Saturday, 21 September 2013


None of us are immune to all the hype around our chemical laiden good 'ol North American life.  While I've never actually undertaken any scientific studies on the subject, growing up on a mixed farm, I daresay the food found on our table was a speck healthier than that found on many of today's tables.  Sure my mom cooked with white flour, bought 10 loaves of white bread on a weekly basis and canned millions of jars of fruit in heavy syrup, but I still lean towards the belief that the white flour of that era was not made with GMO grains, and the fruit canned never came into contact with pesticides.  Our diet consisted primarily of food either raised on our farm, or by one of our neighbours.  My mom had a big garden which kept the entire family busy for much of the summer and all, harvesting it.  While we didn`t always butcher our own animals, we knew exactly what those animals ate because our pork, chicken, and beef caIme from our barn and pastures.  We also knew where our food supplied within the community came from because most of us, at one time or another, farmed together, shared strategies or we were actually witness to their farming practices.

And it`s not just about what we eat; our childhood was brim full of active living.  There was no such thing as a gym except the one at school which we played in every noon hour or when we had that bi-weekly 40 minute gym class.  It was hard to paste ourselves to the television all day if only because that one channel didn`t offer all that much in the form of entertainment.  Trust me, nothing irritated my mother more than when it was either too cold or too wet to spend long outside and she found three children hanging around her feet, lamenting about their boredom -- at which point out came all those board cames or, perhaps a little baking lesson.

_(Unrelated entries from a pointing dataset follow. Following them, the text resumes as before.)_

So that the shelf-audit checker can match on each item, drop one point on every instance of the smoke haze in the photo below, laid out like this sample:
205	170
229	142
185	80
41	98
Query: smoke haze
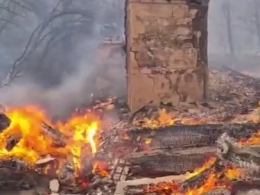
74	87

In my family, I now hear the generation that followed discussing all their sensitivities and allergies.  In one family, it's almost impossible to cook a family dinner since one child is eating gluten free, another is dairy free and the third is sugar free.  although the fourth hasn't specifically eliminated any particular food group her family is concerned about the level of pesticides and herbicides used, not only in the immediate yard but also in the surrounding crops.  I'm not suggesting that these diets aren't necessary, I'm suggesting that perhaps, all of our easily prepared processed diets and lack of any serious exercise has ultimately caught up with us and is showing itself in our children.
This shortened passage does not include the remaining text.